Thursday, August 26, 2004
WELCOME TO MY BLOG!
I wish to welcome everyone who visits this little piece of my cyber-real-estate.
First, let me say a couple of words about myself - you will get a bigger picture if you read my posts, I hope.
I am a biologist, finishing my PhD in the Department of Zoology at North Carolina State University. I am trying to discriminate between genetic, hormonal and other sources of strain, sex, and inidividual differences in the development and function of the circadian clock, using Japanese quail as my laboratory model.
I came to the USA in 1991. and became a US citizen in 1998. A couple of months later I voted in my first election in this country and I remember whose name I checked first on my first ballot: John Reid Edwards for Senate.
In 2000, when GW Bush announced his candidacy my first thought was: oh-oh...Germany...early 1930s. I had never any illusion that he will "rule" as a "uniter", elected with no mandate. I thought to myself: "Did I run away from one dictatorship just to find myself in another dictatorship?".

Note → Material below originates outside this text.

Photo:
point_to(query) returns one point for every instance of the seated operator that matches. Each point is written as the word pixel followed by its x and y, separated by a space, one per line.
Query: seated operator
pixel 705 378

So, I started to look into ways to become more politically informed and involved. The Democratic primaries were just such an opportunity. I checked all 10 candidates online, and liked John Edwards (JRE) the best. I started blogging on his campaign blog in September 2003. I blogged madly for hours every day, dozens of entries per day - it was an exhillarating experience. I met him in person twice and saw him speak live three times.
After Edwards suspended his campaign after the Super Tuesday, his blog became One America Committee (OAC) blog which I visited occasionally but rarely posted on. Instead I started posting on www.jregrassroots.org forum, a place more in tune with my sensibilities and needs. I always liked Kerry - he was my number 2 choice in the primaries - as he is the most science-friendly contender this year. Especially once he picked JRE for VP, I had no problem campaigning for him for President and am looking forward to his Presidency. Locally, I am also involved in the campaign of Erskine Bowles for Senate.
A couple of weeks ago, the OAC blog shut down and I decided to start this blog to preserve some of the old posts I wrote there, then continue with the new material in the future. The slashdot format of the JRE blog, as modified by Chris Winn, was an ideal format for a campaign blog, better than any of the other candidates' blogs. It allowed both for fast coverage of events in real time, and for long thoughtful discussions of issues. Cheerleading and troll-bashing were part of the fun, too. Some of my posts re-posted here show the kinds of discussions we used to have there. Most of my posts were links to the interesting online articles - I was known as the News Guru on the old blog.
The name of my blog is "Science and Politics". Most of the posts here are more politics than science, but that will change after the elections. I intend to cover four ways science and politics are intertwined:
1 - How findings from neurobiology, ethology, anthroplogy, psychology etc., can be used to explain why people think and believe the way they do. How media and advertising affect people's politics. How is language used to form opinion.
2 - How one's political, ideological and religious bias affects one's interpretation of scientific data. How science, as a human endeavor, works and how that changed through history.
3 - How scientific knowledge affects (or should affect) public policy. Think of global warming, endangered species, space exploration, drilling for oil, depositing nuclear waste, cutting off tops of mountains, abortion, cloning, stem-cell research, genetically modified crops and animals, biotech and pharma industries, epidemiology of various diseases like SARS and AIDS, contraception, evolution of drug resistance, etc. Also, how technology, particularly Internet, has started to affect the political process.
4 - How politics affects science, e.g., science funding, science education, international collaboration, health education, sex education, creationism in schools, businessification of the University, effects of animal rights agenda on research, etc.
I hope we will have fun here. Please dig through the archives and post comments. Let's get started!